File sharing's red herring: secure, external communication

FIle Sharing Red Herring
Keep your data secure...at all costs

You can't turn on the news, pick up the paper or scan your favorite website without hearing a report about a data breach, loss of intellectual property or hacked files. A recent statistic reported by CNNMoney revealed that 47% of U.S. adults have had their personal information hacked. The business world is also affected, with companies such as Australian telecommunications provider Telstra and even the New York City Transit Authority suffering data losses in 2014.

With cybercrime on the rise, it is no wonder that IT administrators are walking around with a glassy-eyed look of fear, wondering if their companies will be the next target. Although IT can build extremely secure internal networks, they still face a critical problem. Files must travel outside of that secure, internal data center network for external collaboration with partners, customers and other employees. When hackers and data thieves are lurking around every corner, how can the IT director say yes to unlimited sharing?

You cannot build an 8-foot wall around your company to lock in all of your data. For one, employees will find a way to circumvent those walls and take data off-site, likely on mobile devices to work from home or on the road, and data loss will still occur. Secondly, your company is not a self-sufficient fiefdom. Information must be shared with customers, partners, investors and other outside parties. Each time a file leaves a company's secure internal server, it is at risk of being stolen, shared with an unintended recipient or just lost. So, can a file ever be securely shared outside of the company's four walls?

Don't be fooled by a red herring

There are numerous solutions that claim to secure and track files for auditing purposes. However, many of these offerings are just red herrings. They may look secure and sound secure, but in reality not all file storage and sharing solutions are created equal. What is acceptable for an individual, may be insufficient for business.

The fact is: the word "secure" is a misnomer in the industry. It is not enough to just know that the file is secure while stored on a box service; enterprise security must encompass the entire lifecycle of the file and its various renditions. This is where the struggle lies for enterprise IT – it is recognizing that the term "secure" has many variations, knowing what it means for each product, and identifying what additional security measures they must put in place to protect their firm. In other words, IT must remove the big red bulls-eye attached to its company.

Defining security in your company

If IT can't keep everyone and everything contained within its own castle behind thick, sturdy walls, then there must be a clear method that allows for information to be shared externally among partners and employees. If you are an athletic shoe manufacturer, for example, you may need to share schematics and production design with the overseas production team.
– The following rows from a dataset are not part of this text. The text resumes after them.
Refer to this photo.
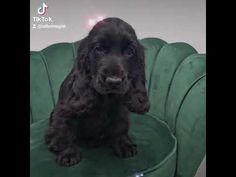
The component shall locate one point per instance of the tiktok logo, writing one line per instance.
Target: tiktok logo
(42, 10)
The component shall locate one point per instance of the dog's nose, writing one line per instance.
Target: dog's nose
(113, 80)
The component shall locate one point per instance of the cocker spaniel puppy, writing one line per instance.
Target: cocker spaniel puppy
(106, 83)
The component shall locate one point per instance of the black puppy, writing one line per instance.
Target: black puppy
(106, 83)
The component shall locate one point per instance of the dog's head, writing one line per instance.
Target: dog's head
(111, 56)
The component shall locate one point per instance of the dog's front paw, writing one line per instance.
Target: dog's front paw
(125, 148)
(68, 157)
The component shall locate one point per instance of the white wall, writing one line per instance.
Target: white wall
(170, 20)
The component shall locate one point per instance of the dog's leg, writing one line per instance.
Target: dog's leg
(60, 138)
(136, 99)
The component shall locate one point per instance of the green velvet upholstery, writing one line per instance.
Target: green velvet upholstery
(170, 137)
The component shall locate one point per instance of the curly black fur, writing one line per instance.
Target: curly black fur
(106, 83)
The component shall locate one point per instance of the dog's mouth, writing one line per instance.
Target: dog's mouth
(111, 85)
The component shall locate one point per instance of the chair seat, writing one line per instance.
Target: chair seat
(156, 154)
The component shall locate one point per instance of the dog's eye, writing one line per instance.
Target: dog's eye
(99, 49)
(129, 51)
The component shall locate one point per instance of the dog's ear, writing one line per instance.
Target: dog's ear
(136, 99)
(82, 57)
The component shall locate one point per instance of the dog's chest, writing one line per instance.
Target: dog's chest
(100, 118)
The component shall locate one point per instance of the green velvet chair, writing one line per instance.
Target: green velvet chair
(170, 137)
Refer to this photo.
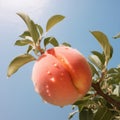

Yet, IT cannot just sit back and say "share away!" What if a competitor were to gain access to this information while in transit, or even worse, via an insider threat like a disgruntled employee? Here is the opportunity for IT to fully define security within their organization by creating – and enforcing – clear policies and implementing technologies on how information is sent beyond the company's walls. In order for this effort to succeed, employee input and buy-in is critical. Without their acceptance of any policy or approved technology, IT's efforts will be for naught.

The inescapable truth is that cybercrime is becoming the new norm and that means another enterprise data breach will soon make the top story on the 6 o'clock news. Now is not the time to stand mute waiting for the inevitable breach or data loss to occur. IT administrators need to be proactive and take control over how data is shared externally, before it's their company splashed all over the news.